Ben Howlett is the National Chairman of Conservative Future
As David Willetts has said, this is a monumental u-turn. Since June last year, Ed Milliband has been promising to replace tuition fees with a graduate tax. Last June, he said a "graduate tax would replace upfront tuition fees…I want to consult widely before publishing detailed plans later this year". In September, he said he opposed "higher and higher tuition fees, which lead to higher and higher debts for people". And as recently as July this year he was still promising a graduate tax, telling Birmingham Mail readers: "I would like a system of graduate tax which is more related to ability to pay and also how much comes in from Government and the individual".
But now he decides he is in favour of doubling tuition fees from the level Labour left behind. In doing so, he has overturned one of the only concrete policies he had and conceded that the principles lying behind the Coalition’s policies were right all along.
The confusion doesn’t stop there. Alarm bells first rang when the Observer reported that Ed Miliband’s aides "stopped short" of promising to put his £6,000 fees policy in the next Labour manifesto. One shadow minister even said the policy should be seen as a "symbol" rather than a firm commitment. Then John Denham, responsible for the policy as Shadow Business Secretary, told the BBC Ed Miliband’s proposal was only an "interim position" and that, bizarrely, Labour’s policy is still to "move towards a graduate tax". Labour members attending conference must be scratching their heads wondering what Labour’s higher education policy actually is.
Whether a £6,000 tuition fee cap is official Labour policy or not, it does not take long to realise their sums simply don’t add up. They say they will partly fund their policy by taxing the banks more. Yet we know that they have already made over £27 billion of spending commitments, such as cutting VAT and keeping child benefit for higher rate taxpayers, all supposedly funded by taxing the banks more. This is about ten times more than their proposed changes to bank taxes would actually raise.
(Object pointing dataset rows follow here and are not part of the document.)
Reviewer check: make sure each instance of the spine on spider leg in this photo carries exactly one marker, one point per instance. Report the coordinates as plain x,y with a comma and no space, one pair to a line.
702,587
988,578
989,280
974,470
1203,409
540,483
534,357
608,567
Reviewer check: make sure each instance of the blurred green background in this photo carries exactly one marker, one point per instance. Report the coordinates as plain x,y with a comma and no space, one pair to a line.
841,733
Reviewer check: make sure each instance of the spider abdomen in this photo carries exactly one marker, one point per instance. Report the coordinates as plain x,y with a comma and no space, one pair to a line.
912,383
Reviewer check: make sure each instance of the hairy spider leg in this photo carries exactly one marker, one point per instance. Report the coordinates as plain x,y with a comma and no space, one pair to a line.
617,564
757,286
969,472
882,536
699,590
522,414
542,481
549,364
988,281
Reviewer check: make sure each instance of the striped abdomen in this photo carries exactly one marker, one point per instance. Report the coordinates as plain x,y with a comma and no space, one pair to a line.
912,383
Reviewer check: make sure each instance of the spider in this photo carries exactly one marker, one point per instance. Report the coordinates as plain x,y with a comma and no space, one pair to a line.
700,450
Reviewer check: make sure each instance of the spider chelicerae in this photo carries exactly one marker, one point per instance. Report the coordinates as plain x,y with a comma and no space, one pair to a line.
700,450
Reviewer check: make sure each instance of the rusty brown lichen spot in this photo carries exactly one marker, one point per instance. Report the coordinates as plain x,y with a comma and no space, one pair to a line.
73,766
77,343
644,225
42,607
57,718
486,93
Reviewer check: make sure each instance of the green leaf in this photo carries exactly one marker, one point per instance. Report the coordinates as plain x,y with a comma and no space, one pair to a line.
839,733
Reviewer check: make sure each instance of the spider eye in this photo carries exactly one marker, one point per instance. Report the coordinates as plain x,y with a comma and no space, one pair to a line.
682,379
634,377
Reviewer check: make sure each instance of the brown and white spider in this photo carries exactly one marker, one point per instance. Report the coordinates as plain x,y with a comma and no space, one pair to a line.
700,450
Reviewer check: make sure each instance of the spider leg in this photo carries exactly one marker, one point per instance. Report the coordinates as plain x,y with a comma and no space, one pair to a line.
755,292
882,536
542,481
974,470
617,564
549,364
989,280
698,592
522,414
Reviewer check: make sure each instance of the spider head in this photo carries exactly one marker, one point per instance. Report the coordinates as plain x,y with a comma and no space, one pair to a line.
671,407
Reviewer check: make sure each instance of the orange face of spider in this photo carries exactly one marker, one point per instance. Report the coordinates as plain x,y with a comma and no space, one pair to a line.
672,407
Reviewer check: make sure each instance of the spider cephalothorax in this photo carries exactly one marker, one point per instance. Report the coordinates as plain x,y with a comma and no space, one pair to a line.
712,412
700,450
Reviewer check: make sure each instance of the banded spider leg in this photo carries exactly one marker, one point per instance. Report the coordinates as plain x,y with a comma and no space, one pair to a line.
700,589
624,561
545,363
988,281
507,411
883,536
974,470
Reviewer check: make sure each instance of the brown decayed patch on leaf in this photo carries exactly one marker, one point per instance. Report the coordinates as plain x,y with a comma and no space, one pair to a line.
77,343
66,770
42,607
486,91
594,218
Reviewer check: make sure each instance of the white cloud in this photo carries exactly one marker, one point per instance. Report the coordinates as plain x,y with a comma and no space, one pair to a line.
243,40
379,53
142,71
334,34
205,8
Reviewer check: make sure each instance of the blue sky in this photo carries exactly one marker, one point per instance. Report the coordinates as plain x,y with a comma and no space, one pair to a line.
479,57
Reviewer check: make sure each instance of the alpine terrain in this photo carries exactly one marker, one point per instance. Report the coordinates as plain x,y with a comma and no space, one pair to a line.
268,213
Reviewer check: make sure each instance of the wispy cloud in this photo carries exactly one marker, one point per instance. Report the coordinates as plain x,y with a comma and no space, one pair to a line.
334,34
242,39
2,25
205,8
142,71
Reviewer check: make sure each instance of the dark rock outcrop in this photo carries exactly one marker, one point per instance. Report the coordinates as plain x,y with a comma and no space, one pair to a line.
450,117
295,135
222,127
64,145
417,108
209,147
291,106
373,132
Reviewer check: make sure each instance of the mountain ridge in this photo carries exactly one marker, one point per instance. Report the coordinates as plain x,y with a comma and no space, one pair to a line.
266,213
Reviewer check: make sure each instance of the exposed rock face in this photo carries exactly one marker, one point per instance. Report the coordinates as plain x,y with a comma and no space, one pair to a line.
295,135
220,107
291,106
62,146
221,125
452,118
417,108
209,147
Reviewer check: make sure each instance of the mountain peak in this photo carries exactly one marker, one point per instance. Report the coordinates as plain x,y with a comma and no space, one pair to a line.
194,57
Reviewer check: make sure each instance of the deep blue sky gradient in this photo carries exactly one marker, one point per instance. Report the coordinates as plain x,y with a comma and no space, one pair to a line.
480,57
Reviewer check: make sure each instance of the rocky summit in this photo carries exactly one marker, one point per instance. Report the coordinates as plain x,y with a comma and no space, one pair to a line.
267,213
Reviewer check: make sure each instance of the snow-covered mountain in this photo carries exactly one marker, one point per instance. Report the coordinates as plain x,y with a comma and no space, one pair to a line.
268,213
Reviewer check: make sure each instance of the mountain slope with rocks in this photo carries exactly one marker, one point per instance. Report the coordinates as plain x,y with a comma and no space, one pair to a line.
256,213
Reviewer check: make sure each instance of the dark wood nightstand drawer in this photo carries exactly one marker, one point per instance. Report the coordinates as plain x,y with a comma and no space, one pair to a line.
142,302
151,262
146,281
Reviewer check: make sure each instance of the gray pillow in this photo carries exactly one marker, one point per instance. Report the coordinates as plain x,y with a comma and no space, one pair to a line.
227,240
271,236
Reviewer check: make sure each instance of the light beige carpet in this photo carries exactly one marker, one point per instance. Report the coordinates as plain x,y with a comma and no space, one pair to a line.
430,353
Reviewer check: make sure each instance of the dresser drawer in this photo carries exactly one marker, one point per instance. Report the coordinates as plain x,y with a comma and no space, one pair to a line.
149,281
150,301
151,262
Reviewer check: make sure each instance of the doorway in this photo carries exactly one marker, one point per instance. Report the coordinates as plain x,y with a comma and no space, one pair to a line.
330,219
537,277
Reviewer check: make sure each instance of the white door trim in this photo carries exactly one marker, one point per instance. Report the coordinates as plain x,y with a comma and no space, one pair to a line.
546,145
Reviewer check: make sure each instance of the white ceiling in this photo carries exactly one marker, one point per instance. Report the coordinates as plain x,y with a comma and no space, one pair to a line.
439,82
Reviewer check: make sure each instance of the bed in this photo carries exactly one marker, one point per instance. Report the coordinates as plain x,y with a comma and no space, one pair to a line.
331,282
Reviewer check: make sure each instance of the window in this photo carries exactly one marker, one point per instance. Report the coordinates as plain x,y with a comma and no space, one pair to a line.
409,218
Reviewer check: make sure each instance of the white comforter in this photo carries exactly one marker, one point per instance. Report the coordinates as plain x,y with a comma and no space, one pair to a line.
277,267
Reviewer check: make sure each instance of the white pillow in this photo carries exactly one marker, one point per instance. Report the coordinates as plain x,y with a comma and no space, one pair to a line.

Students should not be taken in by Labour’s posturing. A closer look at their "tuition fee cut" shows that, in fact, they are not proposing to reduce graduates’ monthly contributions at all. This means that their proposals would make absolutely no difference to lower earning graduates, most of whom will never pay the full nominal value of their "debt" regardless of whether the fee is £6,000 or £9,000. These students will continue to pay 9 per cent of their earnings over £21,000 until they reach the thirty-year cut-off point. It is only high earning graduates who will benefit – they will simply pay off their contribution sooner than they otherwise would. So in practice, Miliband’s £1 billion tuition fee policy delivers a massive tax cut to well-off graduates while doing nothing to help the poorest.
Weak leadership, confusion, sums that don’t add up, and a tax break for the rich – this is the truth about Ed Miliband’s flagship announcement. Students deserve better. They want to benefit from a well-funded and world-class university sector and it is now clearer than ever that Labour have nothing credible to offer them.